In re claim 3, Levine discloses wherein to determine the therapy usage pattern, the processing circuitry is configured to determine a pattern of skipped or adjusted therapy sessions ([0167]: multiple doses i.e. therapy sessions can be adjusted and would adjust the therapy usage pattern).
In re claim 4, Levine discloses wherein to determine the pattern of skipped or adjusted therapy sessions, the processing circuitry is configured to determine one or more of:
a pattern of times when one or more stimulation therapy parameters were adjusted relative to one or more stimulation therapy parameters of the programmed therapy schedule ([0167-0168]: pattern of adjusted therapy sessions would include the amount of doses that had their timing adjusted); and
a pattern of times when stimulation sessions of the programmed therapy schedule were skipped (optional).
In re claim 7, Levine discloses wherein the processing circuitry is further configured to:
generate for output, on a display (fig. 18B: mobile phone has a display), a plurality of selectable therapy parameter control icons (fig. 18B: each of the times are doses which can be selected to adjust timing and would also include icons to adjust the timings; [0167-0168]),
generate for output, on the display, a plurality of selectable therapy schedule customization icons ([0167]: icons to adjust timing for each dose), and
responsive to receiving input via one or more of the plurality of selectable therapy control icons and via one or more of the plurality of selectable therapy schedule customization icons [0167-0168], control an implantable medical device (IMD) ([0167]: delivery of VNS from an implanted microstimulator on a vagus nerve) to deliver scheduled therapy ([0167-0168]: adjustments are provided as stimulation to the user).

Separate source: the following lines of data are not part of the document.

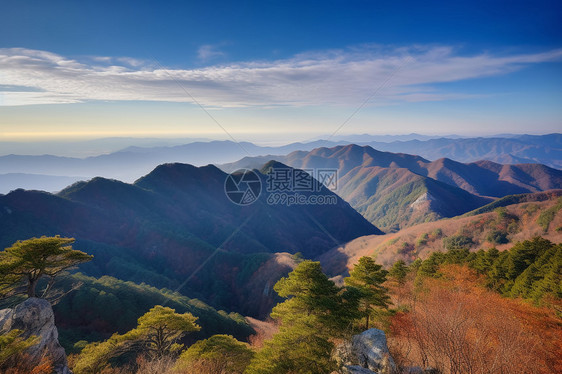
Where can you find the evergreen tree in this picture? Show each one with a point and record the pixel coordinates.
(26, 262)
(315, 312)
(367, 277)
(157, 335)
(218, 354)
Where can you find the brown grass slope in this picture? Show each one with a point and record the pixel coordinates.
(532, 215)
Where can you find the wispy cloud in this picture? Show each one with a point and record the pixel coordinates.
(208, 52)
(338, 77)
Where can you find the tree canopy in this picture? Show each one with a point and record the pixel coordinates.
(315, 312)
(157, 335)
(367, 277)
(24, 263)
(215, 355)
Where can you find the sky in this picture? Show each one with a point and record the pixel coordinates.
(278, 70)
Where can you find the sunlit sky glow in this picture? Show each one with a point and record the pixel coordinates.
(278, 69)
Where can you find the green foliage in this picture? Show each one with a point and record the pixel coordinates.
(217, 354)
(24, 263)
(497, 237)
(422, 240)
(547, 216)
(161, 328)
(458, 242)
(11, 345)
(106, 305)
(157, 334)
(315, 312)
(367, 277)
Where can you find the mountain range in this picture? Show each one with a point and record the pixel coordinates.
(131, 162)
(176, 228)
(500, 224)
(394, 191)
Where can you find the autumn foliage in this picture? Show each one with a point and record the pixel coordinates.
(454, 324)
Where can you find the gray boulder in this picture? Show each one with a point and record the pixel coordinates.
(35, 317)
(367, 350)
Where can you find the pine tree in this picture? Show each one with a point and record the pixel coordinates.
(26, 262)
(315, 312)
(367, 277)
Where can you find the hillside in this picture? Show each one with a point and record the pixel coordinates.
(531, 215)
(177, 223)
(396, 190)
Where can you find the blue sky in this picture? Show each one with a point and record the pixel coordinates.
(278, 70)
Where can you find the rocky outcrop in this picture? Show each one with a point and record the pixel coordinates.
(35, 318)
(366, 353)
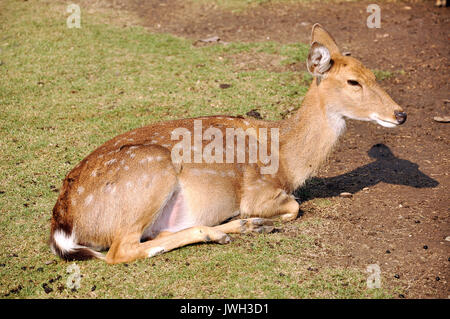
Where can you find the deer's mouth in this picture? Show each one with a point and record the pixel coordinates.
(382, 122)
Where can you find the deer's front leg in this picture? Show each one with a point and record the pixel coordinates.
(269, 202)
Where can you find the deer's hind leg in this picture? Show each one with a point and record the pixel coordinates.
(264, 197)
(129, 248)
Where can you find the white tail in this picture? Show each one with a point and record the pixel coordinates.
(171, 184)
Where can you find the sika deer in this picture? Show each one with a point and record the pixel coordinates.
(134, 196)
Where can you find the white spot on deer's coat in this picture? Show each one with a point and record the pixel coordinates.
(148, 159)
(88, 200)
(64, 242)
(111, 161)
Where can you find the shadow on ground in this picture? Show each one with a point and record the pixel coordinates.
(386, 168)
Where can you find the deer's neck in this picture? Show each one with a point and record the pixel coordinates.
(307, 138)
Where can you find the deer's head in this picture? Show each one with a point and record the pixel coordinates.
(346, 87)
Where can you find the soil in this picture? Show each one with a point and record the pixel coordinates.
(398, 216)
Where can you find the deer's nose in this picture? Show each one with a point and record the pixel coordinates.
(400, 116)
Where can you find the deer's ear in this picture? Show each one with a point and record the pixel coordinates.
(320, 35)
(319, 60)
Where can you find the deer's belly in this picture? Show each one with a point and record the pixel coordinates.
(193, 205)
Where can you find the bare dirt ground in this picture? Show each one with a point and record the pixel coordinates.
(398, 216)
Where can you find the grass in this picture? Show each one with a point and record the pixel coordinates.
(66, 91)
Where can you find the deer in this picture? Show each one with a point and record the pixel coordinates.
(129, 197)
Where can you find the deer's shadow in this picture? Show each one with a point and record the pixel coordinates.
(386, 168)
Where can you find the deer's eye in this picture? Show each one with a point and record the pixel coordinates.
(353, 83)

In re claim 10, regarding the limitations, “a method comprising:
receiving, via processing circuitry, a first set of information, the first set of information comprising information of actual therapy delivered to a patient over a plurality of instances of therapy delivery;
determining, via processing circuitry, based upon the first set of information, a therapy usage pattern;
determining, via processing circuitry, a modification to a programmed therapy schedule based on the therapy usage pattern; and
generating for output, via processing circuitry, the modification to the programmed therapy schedule”,
see in re claim 1 above.
In re claim 11, regarding the imitations, “further comprising:
accessing, via processing circuitry, a second set of information,
the second set of information comprising information of the programmed therapy schedule for the patient; and
comparing, via processing circuitry, the second set of information and the first set of information,
wherein determining the therapy usage pattern comprises determining the therapy usage pattern based upon comparison of the second set of information and the first set of information”,
see in re claim 2 above.
In re claim 12, regarding the limitations, “wherein determining the therapy usage pattern comprises determining a pattern of skipped or adjusted therapy sessions”, see in re claim 6 above.
In re claim 13, regarding the limitations, “wherein determining the pattern of skipped or adjusted therapy sessions comprises determining one or more of:
a pattern of times when one or more stimulation therapy parameters were adjusted relative to one or more stimulation therapy parameters of the programmed therapy schedule; and
a pattern of times when stimulation sessions of the programmed therapy schedule were skipped”, see in re claim 4 above.
In re claim 16, regarding the limitations, “further comprising:
generating for output, on a display, via the processing circuitry, a plurality of selectable therapy parameter control icons,
generating for output, on the display, via the processing circuitry, a plurality of selectable therapy schedule customization icons, and
responsive to receiving input via one or more of the plurality of selectable therapy control icons and via one or more of the plurality of selectable therapy schedule customization icons, controlling an implantable medical device (IMD) to deliver scheduled therapy”, see in re claim 7 above.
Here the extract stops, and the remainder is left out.